Violence levels were significantly lower on Tuesday as the "humanitarian pause" kicked in but seven civilians were killed by regime bombardment, including two children, said the Syrian
Observatory for Human Rights war monitor.
The bombardment intensified again after 2pm (1200 GMT), the Britain-based group said.
Since February 18, 582 civilians, almost a quarter of them children, have been killed in the Syrian and Russian bombardment of Eastern Ghouta, making it one of the bloodiest episodes of the country's seven-year-old conflict.
Fourteen of the dead, including five children, were pulled from the rubble on Tuesday after being killed in the past two days, said the Observatory.
In Damascus, the state news agency said, a civilian was killed and five others wounded by shelling from "terrorist organizations".
In Hammuriyeh, another town in the sprawling semi-rural enclave, Mohammed Abdullah said the pause left civilians with a choice between two evils.
"The truce is not in the people's interest, we have two options: death or displacement," said the 30-year-old.
"The campaign we were targeted with was an extermination campaign, not a simple bombardment. What we want is a full and permanent ceasefire for all of Ghouta," he said.
That sentiment was echoed by the dominant rebel groups in Eastern Ghouta, who sent a letter to the United Nations stating their willingness to expel jihadists as soon as a full ceasefire takes effect.
The letter said such an evacuation, which has been discussed previously but never yielded any result, would take 15 days and start when a UN truce takes effect.
Russian Foreign Minister Sergei Lavrov reacted cautiously to the statement and said after meeting French counterpart Jean-Yves Le Drian that the ball was in the rebel groups' court.
"We shall see in practice whether the pleas by the three illegal armed groups... to carry out the UNSC resolution correspond with their intentions," he said.
A top US general accused Moscow of playing an "incredibly destabilizing" role in Syria by claiming it wants to settle the civil war while at the same time stoking the conflict.

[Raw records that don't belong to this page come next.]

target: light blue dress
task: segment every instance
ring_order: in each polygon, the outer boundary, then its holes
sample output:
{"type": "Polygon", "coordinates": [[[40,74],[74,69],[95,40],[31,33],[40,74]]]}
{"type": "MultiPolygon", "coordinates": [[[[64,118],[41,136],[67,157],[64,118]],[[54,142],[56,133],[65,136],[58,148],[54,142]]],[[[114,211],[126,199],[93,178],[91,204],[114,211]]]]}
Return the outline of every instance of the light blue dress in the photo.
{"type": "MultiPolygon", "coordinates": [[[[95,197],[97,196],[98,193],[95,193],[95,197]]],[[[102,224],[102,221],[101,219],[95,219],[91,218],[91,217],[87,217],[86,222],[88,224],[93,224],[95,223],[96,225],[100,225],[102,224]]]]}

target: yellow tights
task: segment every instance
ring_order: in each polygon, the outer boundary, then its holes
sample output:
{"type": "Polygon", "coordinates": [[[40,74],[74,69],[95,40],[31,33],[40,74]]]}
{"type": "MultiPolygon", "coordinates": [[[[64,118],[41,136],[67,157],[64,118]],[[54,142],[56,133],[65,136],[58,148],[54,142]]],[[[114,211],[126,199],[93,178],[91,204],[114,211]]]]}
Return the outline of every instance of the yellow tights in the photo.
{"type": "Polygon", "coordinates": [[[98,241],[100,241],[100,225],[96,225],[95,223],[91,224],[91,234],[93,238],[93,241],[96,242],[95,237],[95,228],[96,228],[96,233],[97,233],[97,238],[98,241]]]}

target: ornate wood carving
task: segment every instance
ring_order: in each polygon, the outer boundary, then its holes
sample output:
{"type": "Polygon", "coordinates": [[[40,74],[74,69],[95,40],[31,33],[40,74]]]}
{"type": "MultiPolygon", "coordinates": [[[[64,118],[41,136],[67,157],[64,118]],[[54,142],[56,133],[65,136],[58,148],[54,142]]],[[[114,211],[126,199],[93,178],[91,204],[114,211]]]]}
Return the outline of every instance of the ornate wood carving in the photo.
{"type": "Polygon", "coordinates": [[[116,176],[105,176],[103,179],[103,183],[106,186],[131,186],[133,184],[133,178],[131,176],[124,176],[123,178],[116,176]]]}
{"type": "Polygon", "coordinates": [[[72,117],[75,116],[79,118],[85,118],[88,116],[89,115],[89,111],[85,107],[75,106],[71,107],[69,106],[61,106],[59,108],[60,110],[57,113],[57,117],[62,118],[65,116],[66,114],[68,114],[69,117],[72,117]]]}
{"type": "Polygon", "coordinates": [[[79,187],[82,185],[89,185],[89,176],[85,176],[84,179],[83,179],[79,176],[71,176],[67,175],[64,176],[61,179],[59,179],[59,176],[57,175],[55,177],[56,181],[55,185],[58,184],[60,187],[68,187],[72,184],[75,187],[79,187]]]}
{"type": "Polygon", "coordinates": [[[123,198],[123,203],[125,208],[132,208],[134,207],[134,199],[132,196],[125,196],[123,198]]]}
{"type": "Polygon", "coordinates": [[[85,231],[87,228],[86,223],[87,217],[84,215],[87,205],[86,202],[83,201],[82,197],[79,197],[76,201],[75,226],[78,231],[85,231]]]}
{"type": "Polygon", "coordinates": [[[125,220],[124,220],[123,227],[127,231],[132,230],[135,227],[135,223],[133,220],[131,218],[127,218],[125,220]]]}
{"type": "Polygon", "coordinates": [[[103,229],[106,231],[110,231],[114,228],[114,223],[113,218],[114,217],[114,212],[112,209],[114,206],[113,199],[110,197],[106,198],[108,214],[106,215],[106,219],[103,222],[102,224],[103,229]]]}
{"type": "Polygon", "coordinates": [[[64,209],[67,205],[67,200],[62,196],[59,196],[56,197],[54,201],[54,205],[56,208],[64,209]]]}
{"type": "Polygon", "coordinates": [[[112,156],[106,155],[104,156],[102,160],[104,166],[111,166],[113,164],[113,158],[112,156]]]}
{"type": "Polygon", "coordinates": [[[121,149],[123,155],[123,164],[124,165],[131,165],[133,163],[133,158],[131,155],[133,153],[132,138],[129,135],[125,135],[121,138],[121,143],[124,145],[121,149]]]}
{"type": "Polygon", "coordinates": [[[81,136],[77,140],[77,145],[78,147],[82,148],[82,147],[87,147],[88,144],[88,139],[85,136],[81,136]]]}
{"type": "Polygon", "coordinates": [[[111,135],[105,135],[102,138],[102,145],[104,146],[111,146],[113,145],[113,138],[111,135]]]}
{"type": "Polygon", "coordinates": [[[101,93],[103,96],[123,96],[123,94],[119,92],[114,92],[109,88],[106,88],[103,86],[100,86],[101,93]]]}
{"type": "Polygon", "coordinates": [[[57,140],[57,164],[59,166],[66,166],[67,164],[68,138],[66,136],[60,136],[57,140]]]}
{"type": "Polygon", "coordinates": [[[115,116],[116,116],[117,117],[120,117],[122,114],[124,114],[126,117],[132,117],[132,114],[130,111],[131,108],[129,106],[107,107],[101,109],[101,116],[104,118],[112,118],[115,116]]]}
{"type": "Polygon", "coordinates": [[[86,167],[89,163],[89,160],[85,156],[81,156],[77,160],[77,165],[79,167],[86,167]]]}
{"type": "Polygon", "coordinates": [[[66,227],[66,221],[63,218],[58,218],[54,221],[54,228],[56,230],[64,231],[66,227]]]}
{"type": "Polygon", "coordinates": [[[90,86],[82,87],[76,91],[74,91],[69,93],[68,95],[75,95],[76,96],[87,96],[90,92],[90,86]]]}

The UN Security Council will meet Wednesday afternoon to discuss the humanitarian situation and hear from UN aid chief Mark Lowcock.
The Syrian government lost control of Eastern Ghouta in 2012 and has besieged it almost ever since.
The latest scenario put in place by the regime and its Russian ally was reminiscent of the deal that ended the battle of Aleppo in 2016.
Few civilians back then initially used the Aleppo corridors unilaterally announced by Russia.
Some started fleeing after renewed bombardment and the rest eventually evacuated when a multilateral deal was reached with Turkey.